HET GROTE VOORDEEL van de Elfstedentocht – buiten het feit dat-ie niet zo vaak gereden wordt, wat de curiositeitswaarde veilig stelt – is dat altijd maar kort van te voren bekend wordt wanneer het ding daadwerkelijk wordt gereden. De jaarlijks terugkerende deliberaties – kan-ie wel, kan-ie niet – wanneer het een paar dagen vriest zijn voorspelbaar, en daarom saai, maar als iemand eenmaal de knoop doorhakt gaat alles razendsnel. Op dinsdag spreekt een Fries factotum een toverspreuk uit, en ziet! op zaterdag al vindt het evenement plaats.

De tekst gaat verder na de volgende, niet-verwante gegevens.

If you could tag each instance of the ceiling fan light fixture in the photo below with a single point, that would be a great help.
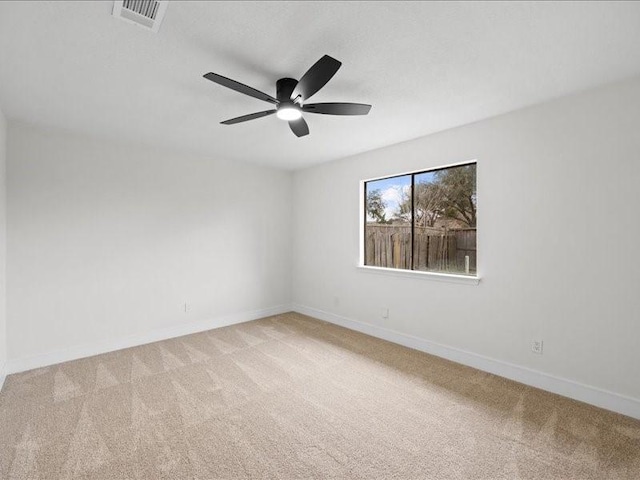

Die korte tijdspanne tussen het vaststellen van de datum en de dag zelf betekent dat de middenstand weinig kans heeft die tocht uit te buiten en prullaria te produceren. Worden we rond de EK- en wereldkampioenschappen voetbal maandenlang doodgegooid met oranje troep in de winkels
… (ik zag afgelopen zomer zelfs wc-papier met oranje leeuwtjes in de supermarkt, en nog geen week nadat ik publiekelijk, ontsteld over de massieve commercie rondom dat vermaledijde voetbal, had uitgeroepen dat het een wonder was dat er nog geen condooms waren met de koppen van het Nederlands Elftal, lagen er inderdaad preservatieven met leuzen over het Oranjeteam erop in de winkel – nee, ik heb nooit provisie mogen ontvangen, ja en godlof, ze verloren, wat de verdere commercie voortijdig smoorde)…,
rond de Elfstedentocht is ‘t kort. Maar uiterst heftig: allerlei bedrijven hebben bij elkaar voor vijf miljoen aan advertenties in de dagbladen verspijkerd, en nog eens vijf miljoen aan radio- en tv-spotjes. Tien miljoen gulden aan reclame in vijf dagen tijd – en dan nog klaagt het bedrijfsleven dat het slecht gaat met dit land, en dat werknemers moeten inleveren; wat een gotspe.
Wat pas later duidelijk werd, is dat de commerciële inspanningen niet zijn afgelopen wanneer de tocht gereden is. De winnaar, zo begreep ik in de week na de Elfstedentocht uit de kranten, wordt min of meer verondersteld zijn persoon te lenen voor reclamecampagnes. Het probleem waarvoor de reclamewereld zich nu echter gesteld ziet, is dat de man dat helemaal niet wil: Henk Angenent hoeft niet zo nodig op tv in de lichaamsverzorgende crèmes worden gewreven of de kijkers margarine aan te smeren. Hij wil gewoon ‘s winters schaatsen, en ‘s zomers spruiten plukken. Dat lijkt me een heel loffelijke instelling. Je wilt tenslotte een wedstrijd winnen om die wedstrijd te winnen, en niet om later tegen forse betaling pindakaas te mogen aanprijzen.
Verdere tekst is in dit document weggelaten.